(This has nothing to do with animation or happiness. I am awful at naming things, so I am going to use github's suggested name for now.)
This is the 99 percent perspiration repository of a project -- eventually it will stabilize, I will be happy, and I will clone it over to a real git repo with a fresh history (and probably give it a meaningful name).
When writing code that does file I/O, it is sometimes important to ensure that the on-disk data is updated in a manner that makes recovery from partial updates straightforward, and at the same time the code does not make guarantees about those updates without taking appropriate steps to minimize the risk of loss.
Normally a process can perform all of its needed file operations without interruption. However, the conscientious developer must guard against abnormal situations. Any number of situations could occur in the middle of an update:
- The disk runs out of space in the middle of the operation
- A signal comes along and kills the process
- The operating system crashes
- The power fails
Consider a daemon that acts as a network key-value archive. It receives from its connected peer two kinds of requests: a "get" request and a "put" request. Each put request includes a key and a value. The key is a short ASCII string, the value could be an incredibly large value. When the key and the value are successfully stored, the daemon is to return an "ok" response. Note that a key is never updated, once it is stored it remains constant.

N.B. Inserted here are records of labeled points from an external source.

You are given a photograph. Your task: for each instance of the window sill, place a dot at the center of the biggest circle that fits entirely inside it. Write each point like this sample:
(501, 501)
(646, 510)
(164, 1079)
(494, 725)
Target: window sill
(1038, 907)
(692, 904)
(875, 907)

Each get request includes a key. The daemon is to either respond with "ok" and the value, or "not found" otherwise. It is not acceptable for the daemon to return a partial or corrupted response.
The peer is dumb. It is making get requests for keys it never successfully put. This daemon cannot return anything but "not found" to a get request for a key that was never completely saved.
A simple implementation that works in most cases would be as follows:
class DaemonStorage
# Prepare to store key
def put(key)
@file = File.open("storage/#{key}", 'w')
end
# Data could trickle in from the network, so the users of this class
# will be making several writes instead of one big one.
def add_data(data)
@file.write data
end
# When the peer is done, close the file.
def finish_data
@file.close
end
# Return available data for key, or nil if none
def get(key)
File.read("storage/#{key}")
rescue Errno::ENOENT
nil
end
end
The above will likely meet the guarantees almost all the time. It is, however, vulnerable to many failures:
- An exception such as a full disk, or the process getting killed, will result in a partially written key if there was a put request in process. Subsequent get requests for that key will return a partial key; this is contrary to the guarantee -- it would be more desireable to report that the key was not found.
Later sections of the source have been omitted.